Dans le cas présent, Nvidia cherche à s’aligner sur les objectifs américains de souveraineté industrielle et à désamorcer d’éventuelles critiques réglementaires liées à sa position dominante sur les GPU. Intel, de son côté, obtient un soutien de poids pour crédibiliser sa feuille de route technologique (Intel 18A, packaging Foveros et EMIB) et pour attirer d’autres clients stratégiques. L’alliance illustre une forme de coopétition assumée dans un marché en recomposition.

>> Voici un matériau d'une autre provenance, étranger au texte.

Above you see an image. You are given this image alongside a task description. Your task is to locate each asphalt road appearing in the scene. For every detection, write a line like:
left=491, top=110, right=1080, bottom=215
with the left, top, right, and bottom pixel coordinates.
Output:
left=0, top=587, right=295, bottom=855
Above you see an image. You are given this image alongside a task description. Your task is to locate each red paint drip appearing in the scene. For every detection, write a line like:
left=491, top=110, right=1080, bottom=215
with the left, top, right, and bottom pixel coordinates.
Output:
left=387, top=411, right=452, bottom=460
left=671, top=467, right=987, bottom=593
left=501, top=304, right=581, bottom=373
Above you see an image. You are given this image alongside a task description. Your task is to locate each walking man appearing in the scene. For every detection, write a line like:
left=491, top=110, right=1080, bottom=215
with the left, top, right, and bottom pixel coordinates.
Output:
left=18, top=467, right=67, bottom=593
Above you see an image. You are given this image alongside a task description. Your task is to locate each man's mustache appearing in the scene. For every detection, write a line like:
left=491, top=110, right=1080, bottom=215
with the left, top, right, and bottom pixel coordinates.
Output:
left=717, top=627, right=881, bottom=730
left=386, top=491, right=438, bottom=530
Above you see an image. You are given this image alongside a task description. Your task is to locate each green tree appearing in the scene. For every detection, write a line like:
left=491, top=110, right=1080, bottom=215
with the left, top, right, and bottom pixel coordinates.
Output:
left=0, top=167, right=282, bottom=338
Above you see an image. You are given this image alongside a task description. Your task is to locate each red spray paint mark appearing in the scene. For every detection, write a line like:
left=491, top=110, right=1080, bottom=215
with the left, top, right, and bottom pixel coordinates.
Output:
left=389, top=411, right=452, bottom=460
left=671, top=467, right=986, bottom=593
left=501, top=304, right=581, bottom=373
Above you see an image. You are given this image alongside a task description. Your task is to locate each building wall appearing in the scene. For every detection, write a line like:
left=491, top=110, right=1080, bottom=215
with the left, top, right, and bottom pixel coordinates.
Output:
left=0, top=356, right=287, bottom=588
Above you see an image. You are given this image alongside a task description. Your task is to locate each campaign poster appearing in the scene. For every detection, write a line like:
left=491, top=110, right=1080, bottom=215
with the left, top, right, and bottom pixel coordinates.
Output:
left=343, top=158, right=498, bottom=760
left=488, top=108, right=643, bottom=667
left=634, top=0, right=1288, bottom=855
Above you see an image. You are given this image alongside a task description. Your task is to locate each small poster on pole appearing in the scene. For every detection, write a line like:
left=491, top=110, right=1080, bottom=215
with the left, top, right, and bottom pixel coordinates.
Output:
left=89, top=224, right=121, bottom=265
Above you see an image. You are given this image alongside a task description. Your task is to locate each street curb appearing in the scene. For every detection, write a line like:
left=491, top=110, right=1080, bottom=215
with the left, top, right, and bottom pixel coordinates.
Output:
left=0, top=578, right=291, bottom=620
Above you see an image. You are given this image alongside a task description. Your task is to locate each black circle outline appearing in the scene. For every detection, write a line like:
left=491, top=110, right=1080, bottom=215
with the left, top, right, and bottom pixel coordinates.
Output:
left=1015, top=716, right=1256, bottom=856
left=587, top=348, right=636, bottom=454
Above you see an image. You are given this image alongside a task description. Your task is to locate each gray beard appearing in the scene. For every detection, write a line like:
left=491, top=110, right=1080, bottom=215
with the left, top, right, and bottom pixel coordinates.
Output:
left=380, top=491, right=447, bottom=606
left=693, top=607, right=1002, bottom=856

Vers une recomposition des chaînes d’approvisionnement IA

Ce partenariat doit aussi se comprendre à l’aune de la recomposition géopolitique des chaînes de valeur. Le duo Nvidia–Intel pourrait réduire la dépendance aux fonderies asiatiques et aux tensions liées à Taïwan. Pour les entreprises utilisatrices, cela signifie à terme une plus grande proximité de production, des délais réduits, et potentiellement des coûts mieux maîtrisés sur certaines gammes IA. Intel espère ainsi convaincre les acteurs du cloud et les hyperscalers de considérer IFS comme une alternative viable.

Sur le plan industriel, les produits conjoints pourraient concerner des processeurs d’infrastructure IA intégrant des blocs Nvidia, ou des PC équipés de chiplets RTX intégrés à des SoC Intel. L’ambition est de proposer des architectures unifiées et optimisées pour l’inférence locale comme pour l’accélération cloud, dans une logique de standardisation ascendante.

Des implications pour la régulation et la gouvernance sectorielle

En anticipant les critiques potentielles des régulateurs, Nvidia adopte une posture proactive. Il soutient la réindustrialisation américaine en favorisant une diversité d’acteurs, il réduit le risque de mesures antitrust tout en renforçant sa légitimité. Cette stratégie est sa réponse à un contexte où les États-Unis, l’Europe et la Chine multiplient les initiatives pour contrôler les chaînes de valeur critiques en IA et en semiconducteurs. Pendant ce temps, la demande explose.

Ce type de partenariat redéfinit également les logiques de gouvernance dans le secteur : il ne s’agit plus seulement de concurrence frontale, mais de stabilité systémique. L’IA, en tant que marché stratégique et capacitaire, impose une redéfinition des alliances industrielles. Pour les DSI, intégrateurs et constructeurs, cette évolution devra être suivie de près : elle pourrait rebattre les cartes dans les choix d’architectures matérielles et dans les négociations fournisseurs.